Malgré les avancées médicales qui ont reclassé l’épilepsie comme une condition neurologique, certains chrétiens, encore aujourd’hui, continuent d’associer l’épilepsie au travail du diable. En 2016, Linda Chaniotis a écrit un récit puissant des tentatives répétées de ses parents pour l’exorciser lorsqu’elle était enfant. Ce n’est qu’à l’âge de 30 ans qu’elle a reçu un diagnostic d’épilepsie.

Dans son article, Chaniotis décrit le sentiment de déjà-vu qui a accompagné son état et lui a permis de prédire le début des conditions. Elle n’est pas seule. Certaines sources anciennes interprètent positivement le sentiment de déjà-vu ressenti par les personnes atteintes d’épilepsie du lobe temporel comme une sorte de prescience ou de capacité précognitive qui permettait aux personnes atteintes de la «maladie tombante» de prédire l’avenir. Il existe même des études modernes du phénomène. Non seulement l’épilepsie a historiquement été positivement associée aux capacités précognitives, mais il existe un certain nombre de personnages historiques importants qui auraient vécu avec la maladie. Par exemple, l’historien romain Suetonius écrit que vers la fin de sa vie et de sa carrière de dictateur Julius Caesar a connu des «évanouissements». Le biographe Plutarque mentionne qu’à une occasion, lorsque César s’est effondré, il a été emmené en lieu sûr. Ces détails sont interprétés par certains comme un signe que César était un épileptique, bien que d’autres aient suggéré que ces épisodes étaient peut-être des mini-AVC. Saint Paul Apôtre et Jeanne d’Arc ont été diagnostiqués rétrospectivement avec une épilepsie. Et peut-être même Marie-Madeleine, que la Bible note était autrefois possédéepar sept démons, partageait cette condition. Il s’agit d’un groupe d’individus qui façonne l’histoire.

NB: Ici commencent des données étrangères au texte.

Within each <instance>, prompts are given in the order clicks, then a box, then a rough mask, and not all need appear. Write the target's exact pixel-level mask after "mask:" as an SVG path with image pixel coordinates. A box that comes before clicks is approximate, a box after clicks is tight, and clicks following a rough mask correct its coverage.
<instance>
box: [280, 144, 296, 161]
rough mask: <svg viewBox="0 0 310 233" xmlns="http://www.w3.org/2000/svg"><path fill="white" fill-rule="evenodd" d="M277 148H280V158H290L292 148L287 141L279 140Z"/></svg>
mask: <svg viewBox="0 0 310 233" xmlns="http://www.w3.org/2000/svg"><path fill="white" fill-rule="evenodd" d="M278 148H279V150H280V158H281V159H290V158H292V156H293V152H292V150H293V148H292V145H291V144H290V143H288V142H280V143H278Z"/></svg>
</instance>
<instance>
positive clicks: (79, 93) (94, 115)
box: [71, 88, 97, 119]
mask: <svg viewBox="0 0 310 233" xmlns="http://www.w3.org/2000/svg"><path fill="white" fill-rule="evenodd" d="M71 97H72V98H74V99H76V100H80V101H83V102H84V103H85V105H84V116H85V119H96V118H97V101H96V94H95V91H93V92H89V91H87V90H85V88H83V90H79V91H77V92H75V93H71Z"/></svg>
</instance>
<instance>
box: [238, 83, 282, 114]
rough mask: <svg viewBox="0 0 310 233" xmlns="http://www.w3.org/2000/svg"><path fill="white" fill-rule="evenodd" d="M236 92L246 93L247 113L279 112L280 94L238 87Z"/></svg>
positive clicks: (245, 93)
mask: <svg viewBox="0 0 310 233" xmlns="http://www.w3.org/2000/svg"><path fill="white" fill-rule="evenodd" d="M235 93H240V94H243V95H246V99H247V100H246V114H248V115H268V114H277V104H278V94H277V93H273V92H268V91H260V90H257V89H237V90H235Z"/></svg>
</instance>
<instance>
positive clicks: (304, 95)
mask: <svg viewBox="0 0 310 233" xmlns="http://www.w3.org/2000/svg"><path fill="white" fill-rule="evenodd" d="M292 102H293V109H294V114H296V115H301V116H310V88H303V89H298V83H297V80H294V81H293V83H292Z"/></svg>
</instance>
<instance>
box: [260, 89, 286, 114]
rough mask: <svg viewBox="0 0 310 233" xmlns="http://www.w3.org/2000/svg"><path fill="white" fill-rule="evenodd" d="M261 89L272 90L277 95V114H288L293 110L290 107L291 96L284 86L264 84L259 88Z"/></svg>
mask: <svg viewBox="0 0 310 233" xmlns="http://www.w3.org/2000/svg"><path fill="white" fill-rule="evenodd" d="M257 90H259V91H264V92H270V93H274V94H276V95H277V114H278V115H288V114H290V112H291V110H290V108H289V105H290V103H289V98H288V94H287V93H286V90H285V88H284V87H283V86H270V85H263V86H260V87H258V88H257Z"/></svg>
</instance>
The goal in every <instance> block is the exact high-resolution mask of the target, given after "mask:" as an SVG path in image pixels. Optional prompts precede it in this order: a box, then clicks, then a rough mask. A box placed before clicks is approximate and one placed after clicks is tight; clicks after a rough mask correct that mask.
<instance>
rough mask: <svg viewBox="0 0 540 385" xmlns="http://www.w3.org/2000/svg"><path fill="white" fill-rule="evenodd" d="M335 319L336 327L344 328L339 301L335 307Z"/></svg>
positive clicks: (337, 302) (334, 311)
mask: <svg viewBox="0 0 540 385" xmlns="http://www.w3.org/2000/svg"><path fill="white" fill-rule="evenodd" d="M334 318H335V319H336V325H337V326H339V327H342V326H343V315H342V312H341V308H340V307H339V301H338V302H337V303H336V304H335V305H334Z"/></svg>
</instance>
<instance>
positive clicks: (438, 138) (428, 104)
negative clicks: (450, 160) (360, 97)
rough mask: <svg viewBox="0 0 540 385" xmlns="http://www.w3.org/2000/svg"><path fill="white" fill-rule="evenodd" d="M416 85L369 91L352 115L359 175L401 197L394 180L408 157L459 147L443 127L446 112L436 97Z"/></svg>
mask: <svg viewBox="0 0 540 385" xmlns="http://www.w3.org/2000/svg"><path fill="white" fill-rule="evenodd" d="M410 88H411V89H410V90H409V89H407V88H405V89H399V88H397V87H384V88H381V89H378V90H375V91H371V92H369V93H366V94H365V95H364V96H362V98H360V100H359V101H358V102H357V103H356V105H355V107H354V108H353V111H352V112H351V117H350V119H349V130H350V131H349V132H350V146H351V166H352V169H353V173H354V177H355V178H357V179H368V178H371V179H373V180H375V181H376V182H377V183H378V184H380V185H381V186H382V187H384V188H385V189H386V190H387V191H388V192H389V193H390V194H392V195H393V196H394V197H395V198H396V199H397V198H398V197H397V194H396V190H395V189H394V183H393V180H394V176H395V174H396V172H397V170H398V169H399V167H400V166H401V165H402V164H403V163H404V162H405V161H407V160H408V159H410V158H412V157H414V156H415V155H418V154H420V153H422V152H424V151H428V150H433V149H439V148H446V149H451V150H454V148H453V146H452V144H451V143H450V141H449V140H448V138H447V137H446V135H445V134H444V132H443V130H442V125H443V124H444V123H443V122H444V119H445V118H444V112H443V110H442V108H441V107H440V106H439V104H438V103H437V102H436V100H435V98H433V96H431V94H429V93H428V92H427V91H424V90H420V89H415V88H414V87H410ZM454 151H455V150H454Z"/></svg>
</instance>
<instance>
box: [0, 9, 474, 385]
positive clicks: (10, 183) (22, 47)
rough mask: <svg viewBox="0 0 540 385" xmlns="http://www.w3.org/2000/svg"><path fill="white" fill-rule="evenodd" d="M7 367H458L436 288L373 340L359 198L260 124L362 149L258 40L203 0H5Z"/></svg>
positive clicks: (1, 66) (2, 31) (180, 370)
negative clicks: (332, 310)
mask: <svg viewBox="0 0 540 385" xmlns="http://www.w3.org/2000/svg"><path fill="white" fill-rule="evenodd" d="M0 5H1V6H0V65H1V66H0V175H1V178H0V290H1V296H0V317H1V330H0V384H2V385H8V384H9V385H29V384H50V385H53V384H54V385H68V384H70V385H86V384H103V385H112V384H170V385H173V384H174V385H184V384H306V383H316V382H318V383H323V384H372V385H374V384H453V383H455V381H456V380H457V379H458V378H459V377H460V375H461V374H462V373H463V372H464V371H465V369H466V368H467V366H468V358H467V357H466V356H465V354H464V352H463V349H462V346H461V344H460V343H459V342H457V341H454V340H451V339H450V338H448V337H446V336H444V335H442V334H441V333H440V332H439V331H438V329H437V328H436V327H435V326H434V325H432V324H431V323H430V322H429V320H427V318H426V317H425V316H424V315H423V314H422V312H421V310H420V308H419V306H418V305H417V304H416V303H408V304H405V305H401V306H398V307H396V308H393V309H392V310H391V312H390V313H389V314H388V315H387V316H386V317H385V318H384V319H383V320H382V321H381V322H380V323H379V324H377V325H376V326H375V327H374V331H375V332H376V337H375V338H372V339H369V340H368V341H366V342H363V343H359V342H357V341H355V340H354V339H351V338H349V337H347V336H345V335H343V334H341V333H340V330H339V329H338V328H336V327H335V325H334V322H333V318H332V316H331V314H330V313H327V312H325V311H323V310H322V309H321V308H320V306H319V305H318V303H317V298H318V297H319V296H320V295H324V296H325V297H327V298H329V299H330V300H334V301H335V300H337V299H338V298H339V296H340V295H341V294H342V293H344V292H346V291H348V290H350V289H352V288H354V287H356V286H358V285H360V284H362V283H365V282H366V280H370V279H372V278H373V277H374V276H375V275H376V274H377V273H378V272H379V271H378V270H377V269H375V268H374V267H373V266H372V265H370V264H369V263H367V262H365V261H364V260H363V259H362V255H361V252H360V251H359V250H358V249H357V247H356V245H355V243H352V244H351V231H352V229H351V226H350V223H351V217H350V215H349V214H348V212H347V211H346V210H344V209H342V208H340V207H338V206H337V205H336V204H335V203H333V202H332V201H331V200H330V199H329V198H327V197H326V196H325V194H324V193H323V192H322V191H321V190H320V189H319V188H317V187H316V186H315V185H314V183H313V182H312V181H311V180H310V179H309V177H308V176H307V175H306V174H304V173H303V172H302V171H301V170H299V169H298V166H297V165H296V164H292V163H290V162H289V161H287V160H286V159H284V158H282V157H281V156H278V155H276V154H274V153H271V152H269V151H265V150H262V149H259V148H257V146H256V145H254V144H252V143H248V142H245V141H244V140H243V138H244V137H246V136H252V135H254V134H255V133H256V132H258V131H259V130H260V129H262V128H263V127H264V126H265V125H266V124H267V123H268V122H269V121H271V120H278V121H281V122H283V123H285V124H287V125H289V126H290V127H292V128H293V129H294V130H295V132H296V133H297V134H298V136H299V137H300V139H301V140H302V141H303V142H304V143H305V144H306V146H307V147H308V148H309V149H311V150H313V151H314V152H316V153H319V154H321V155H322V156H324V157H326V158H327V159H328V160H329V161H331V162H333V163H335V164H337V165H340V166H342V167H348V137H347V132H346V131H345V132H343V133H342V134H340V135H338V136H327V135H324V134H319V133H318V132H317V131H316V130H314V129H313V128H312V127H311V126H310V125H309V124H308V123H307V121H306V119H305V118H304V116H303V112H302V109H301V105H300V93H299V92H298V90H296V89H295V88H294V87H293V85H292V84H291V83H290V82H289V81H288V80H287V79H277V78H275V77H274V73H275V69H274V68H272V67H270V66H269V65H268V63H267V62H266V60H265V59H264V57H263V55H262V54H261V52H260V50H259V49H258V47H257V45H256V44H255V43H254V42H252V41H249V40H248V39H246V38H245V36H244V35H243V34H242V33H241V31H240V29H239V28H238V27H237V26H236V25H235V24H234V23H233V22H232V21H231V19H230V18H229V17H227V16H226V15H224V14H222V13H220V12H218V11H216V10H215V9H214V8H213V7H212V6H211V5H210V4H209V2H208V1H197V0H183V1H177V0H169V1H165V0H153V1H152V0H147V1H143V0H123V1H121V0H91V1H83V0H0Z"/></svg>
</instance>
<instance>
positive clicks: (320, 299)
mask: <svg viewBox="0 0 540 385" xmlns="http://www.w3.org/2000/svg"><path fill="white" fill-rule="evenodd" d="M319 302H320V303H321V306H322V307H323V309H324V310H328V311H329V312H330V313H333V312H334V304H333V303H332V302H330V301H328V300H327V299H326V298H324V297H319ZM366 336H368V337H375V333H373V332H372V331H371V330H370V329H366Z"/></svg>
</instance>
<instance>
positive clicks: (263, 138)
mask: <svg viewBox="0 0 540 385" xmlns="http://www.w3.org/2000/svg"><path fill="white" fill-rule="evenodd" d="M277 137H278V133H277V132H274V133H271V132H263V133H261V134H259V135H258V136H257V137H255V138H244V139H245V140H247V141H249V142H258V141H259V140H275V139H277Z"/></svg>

Bien sûr, nous ne saurons jamais quelles conditions médicales, si tant est qu’il y en ait, auxquelles ces anciennes figures étaient confrontées, car elles ne sont pas disponibles pour des entretiens ou des tests médicaux. Mais s’ils avaient «la maladie qui tombe», nous avons maintenant une image très précise du démon que les Assyriens ont blâmé pour la condition.